That look of eyebrow-raised dull disdain that skirts back and forth across the Atlantic between the United States and France won't be going away anytime soon. In what appears to be a below-the-belt blow to both French culture and anti-American posturing in France, Americans will surpass the French in wine consumption per capita within a few years.
According to a study commissioned for the Vinexpo wine fair in Bordeaux, the U.S. will be the world's top consumer of wine by 2008. What's worse is that while U.S. consumption will likely continue to rise over the next several years, French wine consumption will likely continue to fall. The French pallet, so long enamored with poking fun at the Americans for a tendency to eat steak with a glass of milk rather than a glass of the good stuff, appears to be drifting towards beer. In fact, the average French citizen increasingly prefers the malt to the extent that the French government has recently had to enact a large tax increase on beer sales to appease the country's wine makers.

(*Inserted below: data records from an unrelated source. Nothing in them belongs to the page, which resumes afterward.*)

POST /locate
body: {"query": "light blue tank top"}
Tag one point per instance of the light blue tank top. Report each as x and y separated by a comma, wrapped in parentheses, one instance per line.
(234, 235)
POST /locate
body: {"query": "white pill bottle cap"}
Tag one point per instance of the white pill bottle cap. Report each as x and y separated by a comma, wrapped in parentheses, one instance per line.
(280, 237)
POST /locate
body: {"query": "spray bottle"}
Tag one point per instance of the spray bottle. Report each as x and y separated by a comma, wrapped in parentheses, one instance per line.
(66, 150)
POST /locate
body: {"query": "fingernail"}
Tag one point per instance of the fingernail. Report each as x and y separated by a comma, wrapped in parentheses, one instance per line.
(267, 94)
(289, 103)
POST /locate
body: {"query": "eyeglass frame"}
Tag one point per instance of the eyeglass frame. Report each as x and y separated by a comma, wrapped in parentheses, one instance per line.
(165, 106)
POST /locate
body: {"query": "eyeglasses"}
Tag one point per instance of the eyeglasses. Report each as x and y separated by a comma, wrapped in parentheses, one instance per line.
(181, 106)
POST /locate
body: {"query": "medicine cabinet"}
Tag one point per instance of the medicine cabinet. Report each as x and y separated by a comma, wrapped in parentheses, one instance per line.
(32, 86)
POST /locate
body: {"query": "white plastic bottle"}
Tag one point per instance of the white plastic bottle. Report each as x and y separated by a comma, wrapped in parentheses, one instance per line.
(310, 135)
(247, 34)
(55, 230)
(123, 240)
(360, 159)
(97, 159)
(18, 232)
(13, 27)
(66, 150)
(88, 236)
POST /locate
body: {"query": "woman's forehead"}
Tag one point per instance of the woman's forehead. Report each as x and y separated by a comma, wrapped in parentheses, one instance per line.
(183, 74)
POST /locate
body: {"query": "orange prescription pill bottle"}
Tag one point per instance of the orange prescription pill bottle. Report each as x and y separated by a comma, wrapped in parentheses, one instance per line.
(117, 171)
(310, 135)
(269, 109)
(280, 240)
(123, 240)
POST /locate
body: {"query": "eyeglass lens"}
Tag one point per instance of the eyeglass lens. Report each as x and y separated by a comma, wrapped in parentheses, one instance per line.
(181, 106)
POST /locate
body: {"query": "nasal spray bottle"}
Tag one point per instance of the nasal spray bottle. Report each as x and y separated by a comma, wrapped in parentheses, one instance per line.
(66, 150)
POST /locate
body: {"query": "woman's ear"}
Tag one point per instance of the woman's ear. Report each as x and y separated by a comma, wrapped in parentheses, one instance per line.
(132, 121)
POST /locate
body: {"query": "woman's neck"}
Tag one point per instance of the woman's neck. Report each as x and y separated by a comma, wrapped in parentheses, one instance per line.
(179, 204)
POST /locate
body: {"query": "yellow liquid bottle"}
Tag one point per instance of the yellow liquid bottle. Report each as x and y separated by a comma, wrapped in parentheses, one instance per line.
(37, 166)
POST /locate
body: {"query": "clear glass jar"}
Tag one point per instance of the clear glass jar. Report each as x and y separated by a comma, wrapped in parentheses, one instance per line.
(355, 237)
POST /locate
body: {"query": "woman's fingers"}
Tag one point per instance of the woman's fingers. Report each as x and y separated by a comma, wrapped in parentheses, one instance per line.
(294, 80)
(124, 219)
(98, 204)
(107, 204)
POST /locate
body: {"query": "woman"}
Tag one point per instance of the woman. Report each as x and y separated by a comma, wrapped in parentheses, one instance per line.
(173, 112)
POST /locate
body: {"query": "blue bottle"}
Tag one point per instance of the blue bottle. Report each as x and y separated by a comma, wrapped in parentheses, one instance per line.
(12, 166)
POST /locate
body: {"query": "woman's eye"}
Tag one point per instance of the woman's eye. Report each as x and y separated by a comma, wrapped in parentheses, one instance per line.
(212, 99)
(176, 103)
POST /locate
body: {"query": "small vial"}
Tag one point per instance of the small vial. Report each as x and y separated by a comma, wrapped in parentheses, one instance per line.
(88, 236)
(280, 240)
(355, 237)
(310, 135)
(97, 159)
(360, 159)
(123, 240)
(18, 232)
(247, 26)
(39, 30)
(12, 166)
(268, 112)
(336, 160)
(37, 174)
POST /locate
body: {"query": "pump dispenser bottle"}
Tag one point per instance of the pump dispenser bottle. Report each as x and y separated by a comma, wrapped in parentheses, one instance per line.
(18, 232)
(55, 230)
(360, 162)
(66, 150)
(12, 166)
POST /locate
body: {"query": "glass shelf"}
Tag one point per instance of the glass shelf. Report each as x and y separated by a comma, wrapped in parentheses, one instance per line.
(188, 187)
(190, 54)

On the surface, particularly to reactionaries and cultural seclusionists, this is a sad state of affairs. However, not too many people will argue that it is a bad thing that Americans are forgoing a cup of milk at dinner in favor of a glass of wine. The health benefits of wine, especially for a generation of aging baby boomers, make it almost absurd to not drink a glass or two at every meal excluding breakfast. And when you take a step back and look at the history of both wine and beer, you can't help but marvel at how both of these concoctions have accompanied humanity through nearly every major historical and sociological event of the last ten thousand years.